Fracture stimulation treatments of tight formations in the Cooper Basin can be associated with hydraulic fracture complexity that results in abnormally high treating pressures, low proppant placement and poor economic success. Pre-completion (image log and rock testing data) and post-completion data (fracture stimulation pressure decline plots) were reviewed in 13 treatment zones from the Cooper Basin. Rock strength, image log and stimulation data were available for seven of those zones.

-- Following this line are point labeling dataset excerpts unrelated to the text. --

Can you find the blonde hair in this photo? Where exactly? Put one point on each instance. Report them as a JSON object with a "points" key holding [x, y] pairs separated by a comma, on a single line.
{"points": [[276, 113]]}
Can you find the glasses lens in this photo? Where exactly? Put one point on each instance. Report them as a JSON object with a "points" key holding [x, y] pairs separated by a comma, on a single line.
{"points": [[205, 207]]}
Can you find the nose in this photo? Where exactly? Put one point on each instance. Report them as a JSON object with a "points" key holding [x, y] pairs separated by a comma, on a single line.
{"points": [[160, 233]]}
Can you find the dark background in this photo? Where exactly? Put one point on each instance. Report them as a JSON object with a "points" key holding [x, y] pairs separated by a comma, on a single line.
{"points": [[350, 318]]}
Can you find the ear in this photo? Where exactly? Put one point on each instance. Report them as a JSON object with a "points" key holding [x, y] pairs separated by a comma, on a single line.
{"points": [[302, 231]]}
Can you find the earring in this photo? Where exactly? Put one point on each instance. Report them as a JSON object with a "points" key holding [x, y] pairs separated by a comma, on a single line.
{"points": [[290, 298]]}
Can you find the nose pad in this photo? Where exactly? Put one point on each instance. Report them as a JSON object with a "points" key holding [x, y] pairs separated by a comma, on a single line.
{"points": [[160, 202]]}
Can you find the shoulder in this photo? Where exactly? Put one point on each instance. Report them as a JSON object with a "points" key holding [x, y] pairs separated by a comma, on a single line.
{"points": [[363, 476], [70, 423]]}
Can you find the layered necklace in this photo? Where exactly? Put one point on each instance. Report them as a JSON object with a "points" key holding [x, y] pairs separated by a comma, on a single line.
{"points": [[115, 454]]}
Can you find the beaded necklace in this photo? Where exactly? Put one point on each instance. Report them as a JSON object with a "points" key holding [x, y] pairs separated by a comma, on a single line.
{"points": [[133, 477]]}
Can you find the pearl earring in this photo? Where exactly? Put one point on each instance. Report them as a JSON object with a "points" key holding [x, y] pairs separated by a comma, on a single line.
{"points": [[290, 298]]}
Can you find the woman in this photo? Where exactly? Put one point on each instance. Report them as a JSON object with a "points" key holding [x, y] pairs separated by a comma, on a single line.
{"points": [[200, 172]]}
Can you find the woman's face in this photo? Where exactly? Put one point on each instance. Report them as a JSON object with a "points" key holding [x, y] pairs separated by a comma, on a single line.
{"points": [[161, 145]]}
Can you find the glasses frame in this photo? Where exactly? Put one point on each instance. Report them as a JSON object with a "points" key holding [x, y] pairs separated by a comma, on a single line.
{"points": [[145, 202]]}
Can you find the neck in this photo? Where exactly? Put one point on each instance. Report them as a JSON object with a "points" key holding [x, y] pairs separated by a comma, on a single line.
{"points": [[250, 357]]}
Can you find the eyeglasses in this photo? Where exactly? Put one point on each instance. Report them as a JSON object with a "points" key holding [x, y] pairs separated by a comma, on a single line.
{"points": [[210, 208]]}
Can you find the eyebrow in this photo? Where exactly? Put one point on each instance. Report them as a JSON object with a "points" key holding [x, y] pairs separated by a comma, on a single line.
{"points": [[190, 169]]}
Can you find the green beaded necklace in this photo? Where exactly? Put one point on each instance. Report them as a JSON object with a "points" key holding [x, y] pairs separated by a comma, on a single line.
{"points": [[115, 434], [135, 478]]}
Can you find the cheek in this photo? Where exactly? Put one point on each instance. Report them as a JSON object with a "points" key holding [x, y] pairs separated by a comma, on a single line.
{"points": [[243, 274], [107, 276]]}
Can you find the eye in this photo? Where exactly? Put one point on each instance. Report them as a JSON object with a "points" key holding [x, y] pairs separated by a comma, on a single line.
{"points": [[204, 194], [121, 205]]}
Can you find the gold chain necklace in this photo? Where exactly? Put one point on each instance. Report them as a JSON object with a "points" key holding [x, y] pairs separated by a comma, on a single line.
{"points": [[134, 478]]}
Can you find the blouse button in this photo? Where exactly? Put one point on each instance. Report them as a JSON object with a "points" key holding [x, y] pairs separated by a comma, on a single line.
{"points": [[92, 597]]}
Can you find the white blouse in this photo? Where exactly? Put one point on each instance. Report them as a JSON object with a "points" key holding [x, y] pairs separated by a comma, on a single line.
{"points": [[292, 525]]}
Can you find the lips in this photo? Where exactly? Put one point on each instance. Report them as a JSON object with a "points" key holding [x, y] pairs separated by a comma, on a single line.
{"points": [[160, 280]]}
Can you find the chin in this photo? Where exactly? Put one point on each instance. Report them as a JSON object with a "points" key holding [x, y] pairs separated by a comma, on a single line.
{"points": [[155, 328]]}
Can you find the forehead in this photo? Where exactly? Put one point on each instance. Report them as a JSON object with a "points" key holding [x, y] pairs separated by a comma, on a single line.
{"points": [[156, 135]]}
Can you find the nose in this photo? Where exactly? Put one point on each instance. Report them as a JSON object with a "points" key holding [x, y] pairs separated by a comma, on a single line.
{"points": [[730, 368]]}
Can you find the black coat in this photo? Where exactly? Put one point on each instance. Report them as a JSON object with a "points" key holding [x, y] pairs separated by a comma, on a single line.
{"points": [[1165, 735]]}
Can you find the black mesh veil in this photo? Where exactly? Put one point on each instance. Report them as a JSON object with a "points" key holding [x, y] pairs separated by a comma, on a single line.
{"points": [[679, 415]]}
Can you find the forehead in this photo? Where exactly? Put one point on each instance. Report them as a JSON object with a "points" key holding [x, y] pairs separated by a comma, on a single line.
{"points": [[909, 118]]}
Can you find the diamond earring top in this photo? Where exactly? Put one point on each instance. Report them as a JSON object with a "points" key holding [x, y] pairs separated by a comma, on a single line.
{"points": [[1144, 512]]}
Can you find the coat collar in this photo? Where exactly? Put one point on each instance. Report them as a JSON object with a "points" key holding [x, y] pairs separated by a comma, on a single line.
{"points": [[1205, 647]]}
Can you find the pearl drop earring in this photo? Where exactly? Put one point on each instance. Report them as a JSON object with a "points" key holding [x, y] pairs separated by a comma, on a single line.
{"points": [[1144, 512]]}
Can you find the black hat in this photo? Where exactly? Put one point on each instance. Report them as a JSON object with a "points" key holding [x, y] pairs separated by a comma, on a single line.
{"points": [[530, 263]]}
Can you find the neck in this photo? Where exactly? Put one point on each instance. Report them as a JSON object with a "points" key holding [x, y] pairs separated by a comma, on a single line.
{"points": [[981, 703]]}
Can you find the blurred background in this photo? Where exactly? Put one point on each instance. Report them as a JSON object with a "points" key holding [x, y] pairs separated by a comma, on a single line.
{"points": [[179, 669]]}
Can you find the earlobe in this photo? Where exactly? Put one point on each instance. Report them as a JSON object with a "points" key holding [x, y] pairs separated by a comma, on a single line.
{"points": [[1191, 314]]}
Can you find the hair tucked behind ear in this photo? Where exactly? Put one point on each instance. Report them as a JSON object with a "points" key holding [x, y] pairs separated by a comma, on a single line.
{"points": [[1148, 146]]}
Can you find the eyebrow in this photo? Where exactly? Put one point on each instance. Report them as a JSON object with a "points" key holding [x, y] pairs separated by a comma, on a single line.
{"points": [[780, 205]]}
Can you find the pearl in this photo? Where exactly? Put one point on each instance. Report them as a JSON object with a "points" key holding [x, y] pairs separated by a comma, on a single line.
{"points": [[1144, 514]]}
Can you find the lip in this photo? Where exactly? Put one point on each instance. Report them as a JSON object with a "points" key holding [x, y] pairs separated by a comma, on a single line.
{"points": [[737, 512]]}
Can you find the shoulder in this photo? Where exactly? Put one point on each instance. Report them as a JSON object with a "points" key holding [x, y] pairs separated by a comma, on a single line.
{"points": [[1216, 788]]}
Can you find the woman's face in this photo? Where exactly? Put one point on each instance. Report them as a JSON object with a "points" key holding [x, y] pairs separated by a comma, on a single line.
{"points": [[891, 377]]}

From this analysis, a distinct relationship between rock properties (shear and tensile rock strength), geological weaknesses (natural fractures and other fabrics) and fracture stimulation complexity (net pressure, near-wellbore pressure loss and pressure-dependent leak-off) was observed. It is proposed that high in situ stress (Shmin≧0.8 psi ft−1; 18.1 MPa km−1), a large contrast in tensile strength between intact rock (T>1015 psi (7 MPa)) and pre-existing weaknesses in the reservoir (T∼0) promote the propagation of fracturing fluid along multiple fracture pathways, and thus abnormally high treating pressures, low proppant placement and poor economic success during fracture stimulation treatments in the Cooper Basin.
The methodology used to predict in situ stress and hydraulic fracture complexity herein presents a potential generic approach that can be used in similar basins where hydraulic fracture complexity is a problem or where conventional stimulation practices are unsuccessful.